10. Il personale in pronta disponibilità chiamato in servizio, con conseguente

sospensione delle undici ore di riposo immediatamente successivo e consecutivo, deve recuperare immediatamente e consecutivamente dopo il servizio reso le ore mancanti per il completamento delle undici ore di riposo; nel caso in cui, per ragioni eccezionali, non sia possibile applicare la disciplina di cui al precedente periodo, quale misura di adeguata protezione, le ore di mancato riposo saranno fruite, in un’unica soluzione, nei successivi sette giorni, fino al completamento delle undici ore di riposo.

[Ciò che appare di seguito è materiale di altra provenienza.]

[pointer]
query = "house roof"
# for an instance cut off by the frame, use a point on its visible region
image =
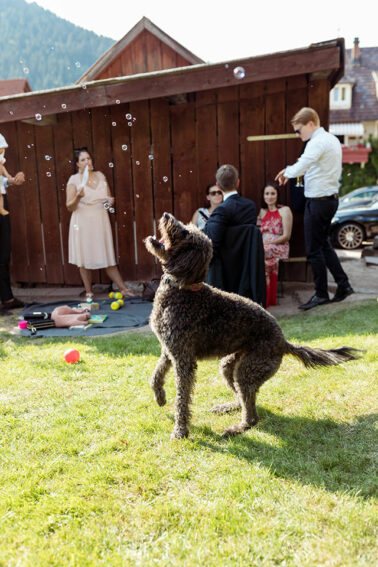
(113, 52)
(364, 97)
(13, 86)
(319, 60)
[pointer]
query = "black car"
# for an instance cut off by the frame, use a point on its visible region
(352, 225)
(359, 197)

Le regolamentazioni di dettaglio attuative delle disposizioni contenute nel

presente comma sono definibili dalle Aziende ed Enti.

11. Di norma non potranno essere previsti per ciascun dipendente più di sei turni di

pronta disponibilità al mese.

 

Il nocciolo della questione è il comma 10: questo torna ai principi stabiliti dal decreto legislativo 133/2008, secondo cui la chiamata in servizio durante la pronta disponibilità “sospende” il riposo e non lo “interrompe”. Questo vuol dire che al termine della prestazione lavorativa resa in regime di reperibilità, non si dovrà riconoscere un altro periodo completo di riposo, ma un numero di ore che, sommate a quelle fruite prima della chiamata, consentano il completamento delle undici ore di riposo complessivo previste dall’Ue, ma che in questa maniera non viene tutelato.

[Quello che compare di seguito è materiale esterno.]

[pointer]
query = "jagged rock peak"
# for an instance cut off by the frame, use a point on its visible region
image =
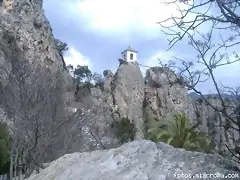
(128, 94)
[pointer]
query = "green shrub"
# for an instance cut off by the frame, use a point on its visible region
(125, 130)
(180, 134)
(5, 149)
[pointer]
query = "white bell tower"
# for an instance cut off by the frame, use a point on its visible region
(129, 55)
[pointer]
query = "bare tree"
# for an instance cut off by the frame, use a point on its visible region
(213, 30)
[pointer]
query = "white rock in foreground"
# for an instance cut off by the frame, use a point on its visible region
(138, 160)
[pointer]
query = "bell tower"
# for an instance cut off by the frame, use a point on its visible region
(129, 55)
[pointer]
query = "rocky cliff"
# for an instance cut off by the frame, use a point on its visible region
(125, 94)
(140, 160)
(33, 34)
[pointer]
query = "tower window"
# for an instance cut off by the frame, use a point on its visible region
(131, 56)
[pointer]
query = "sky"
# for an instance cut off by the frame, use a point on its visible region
(97, 31)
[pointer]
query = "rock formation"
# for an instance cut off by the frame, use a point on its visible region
(28, 24)
(125, 94)
(140, 160)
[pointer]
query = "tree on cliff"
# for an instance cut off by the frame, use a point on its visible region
(214, 48)
(62, 47)
(31, 97)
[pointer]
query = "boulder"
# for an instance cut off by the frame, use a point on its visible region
(139, 160)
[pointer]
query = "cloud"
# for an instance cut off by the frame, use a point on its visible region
(111, 17)
(75, 58)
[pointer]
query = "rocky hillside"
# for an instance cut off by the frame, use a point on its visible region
(139, 160)
(26, 37)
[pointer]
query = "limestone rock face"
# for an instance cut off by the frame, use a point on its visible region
(137, 160)
(28, 24)
(164, 94)
(128, 94)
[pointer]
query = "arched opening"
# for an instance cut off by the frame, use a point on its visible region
(131, 56)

Le ore passate a casa in attesa di una chiamata e che limitano la libertà del lavoratore, che di fatto è a disposizione dell’azienda non vengono conteggiate come lavoro.

Di tutt’altro avviso è la sentenza del 2018 della Corte Europea che stabilì che le ore di guardia che un lavoratore trascorre al proprio domicilio con l’obbligo di rispondere alle convocazioni del suo datore di lavoro entro 8 minuti nel caso specifico, è un obbligo che limita molto fortemente le possibilità di svolgere altre attività, devono essere considerate come orario di lavoro.

Il caso, riguardava un volontario del corpo dei vigili del fuoco di una cittadina belga, che prestava servizio come pompiere e che avviò un procedimento giudiziario contro il Comune di Nivelles per ottenere un risarcimento i per servizi di guardia al proprio domicilio.

Il lavoratore secondo l’accordo con il Comune, non doveva solo essere raggiungibile durante i servizi di guardia, ma era obbligato a rispondere alle convocazioni del datore di lavoro entro 8 minuti e a essere fisicamente presente nel luogo stabilito dal datore di lavoro. Questi vincoli, scrivono i giudici Ue nella sentenza, gli impedivano di “dedicarsi ai propri interessi personali”.